Malware caught using a macOS zero-day to secretly take screenshots

Until today, malicious hackers have been exploiting a vulnerability in the latest macOS, allowing access to the microphone, webcam, recording the screen, or even taking screenshots on infected Macs. All of this happens without the user knowing or granting permission.

This scary attack is finally getting patched with the latest macOS 11.4 update released on May 24th, 2021. If you haven’t already, update your machine today, then get an antivirus app. The zero-day was exploited by XCSSET, a piece of nasty malware discovered by security firm Trend Micro last August. XCSSET used what at the time were two zero-days aimed at developers, specifically their Xcode projects, which then got passed on to regular users.

This activity was discovered during analysis of XCSSET that they made “after noting a significant uptick of detected variants observed in the wild,” researchers said. Apple so far has not provided specific details about the vulnerability in its entry in the CVE database.

The flaw works by bypassing the Transparency Consent and Control (TCC) framework, which controls what resources applications have access to, “such as granting video collaboration software access to the webcam and microphone, in order to participate in virtual meetings,” according to the Jamf post. “The exploit in question could allow an attacker to gain Full Disk Access, Screen Recording, or other permissions without requiring the user’s explicit consent–which is the default behavior,” researchers said.

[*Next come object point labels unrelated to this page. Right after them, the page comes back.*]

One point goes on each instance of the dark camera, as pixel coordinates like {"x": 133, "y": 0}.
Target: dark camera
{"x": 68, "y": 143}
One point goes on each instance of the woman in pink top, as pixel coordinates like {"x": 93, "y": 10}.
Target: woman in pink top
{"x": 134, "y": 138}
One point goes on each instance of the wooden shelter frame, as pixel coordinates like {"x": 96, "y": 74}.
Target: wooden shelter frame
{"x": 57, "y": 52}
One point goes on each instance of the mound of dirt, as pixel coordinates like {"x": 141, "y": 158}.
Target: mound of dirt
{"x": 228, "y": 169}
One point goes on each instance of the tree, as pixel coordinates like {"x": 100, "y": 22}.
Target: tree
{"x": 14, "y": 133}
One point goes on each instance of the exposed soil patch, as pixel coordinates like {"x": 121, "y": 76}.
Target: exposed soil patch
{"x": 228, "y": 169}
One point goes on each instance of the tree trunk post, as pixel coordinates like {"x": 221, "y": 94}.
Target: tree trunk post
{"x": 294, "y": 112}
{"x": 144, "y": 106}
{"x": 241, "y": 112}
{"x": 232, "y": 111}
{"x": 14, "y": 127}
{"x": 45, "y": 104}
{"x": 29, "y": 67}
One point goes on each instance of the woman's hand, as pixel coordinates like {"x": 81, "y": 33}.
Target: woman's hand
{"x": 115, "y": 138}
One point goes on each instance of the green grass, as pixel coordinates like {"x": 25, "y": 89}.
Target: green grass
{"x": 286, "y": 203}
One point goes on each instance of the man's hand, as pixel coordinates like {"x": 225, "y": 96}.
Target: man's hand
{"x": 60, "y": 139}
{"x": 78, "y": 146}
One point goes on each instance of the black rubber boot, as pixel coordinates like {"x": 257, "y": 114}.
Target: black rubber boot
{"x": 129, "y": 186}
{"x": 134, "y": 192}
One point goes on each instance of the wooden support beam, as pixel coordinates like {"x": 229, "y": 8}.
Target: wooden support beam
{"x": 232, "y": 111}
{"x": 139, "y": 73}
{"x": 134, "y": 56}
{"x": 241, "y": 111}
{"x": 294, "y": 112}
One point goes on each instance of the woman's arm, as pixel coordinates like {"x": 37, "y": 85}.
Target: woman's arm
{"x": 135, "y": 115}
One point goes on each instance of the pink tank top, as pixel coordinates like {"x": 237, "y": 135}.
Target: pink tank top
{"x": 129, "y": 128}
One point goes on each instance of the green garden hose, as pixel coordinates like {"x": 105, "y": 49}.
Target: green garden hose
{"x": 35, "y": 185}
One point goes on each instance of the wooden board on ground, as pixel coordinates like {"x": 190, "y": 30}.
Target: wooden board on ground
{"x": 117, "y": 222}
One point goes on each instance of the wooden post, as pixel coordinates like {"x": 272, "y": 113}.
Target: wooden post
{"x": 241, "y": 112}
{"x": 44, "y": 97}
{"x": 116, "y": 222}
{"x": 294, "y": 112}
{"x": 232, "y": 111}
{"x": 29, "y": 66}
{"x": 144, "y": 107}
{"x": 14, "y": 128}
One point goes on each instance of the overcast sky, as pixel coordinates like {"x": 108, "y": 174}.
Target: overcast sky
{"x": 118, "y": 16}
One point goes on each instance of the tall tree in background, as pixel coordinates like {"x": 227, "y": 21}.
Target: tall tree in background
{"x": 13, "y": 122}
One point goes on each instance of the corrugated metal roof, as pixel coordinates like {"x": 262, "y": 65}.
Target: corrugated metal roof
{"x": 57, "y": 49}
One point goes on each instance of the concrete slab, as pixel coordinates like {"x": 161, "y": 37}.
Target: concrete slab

Jamf researchers Jaron Bradley, Ferdous Saljooki, and Stuart Ashenbrenner explained in a blog post, shared with TechCrunch, that the malware searches for other apps on the victim’s computer that are frequently granted screen-sharing permissions, like Zoom, WhatsApp and Slack, and injects malicious screen recording code into those apps. This allows the malicious code to “piggyback” the legitimate app and inherit its permissions across macOS. Then, the malware signs the new app bundle with a new certificate to avoid getting flagged by macOS’ built-in security defenses.

The researchers said that the malware used the permissions prompt bypass “specifically for the purpose of taking screenshots of the user’s desktop,” but warned that it was not limited to screen recording. In other words, the bug could have been used to access the victim’s microphone, webcam or capture their keystrokes, such as passwords or credit card numbers. It’s not clear how many Macs the malware was able to infect using this technique. But Apple confirmed to TechCrunch that it fixed the bug in macOS 11.4, which was made available as an update today.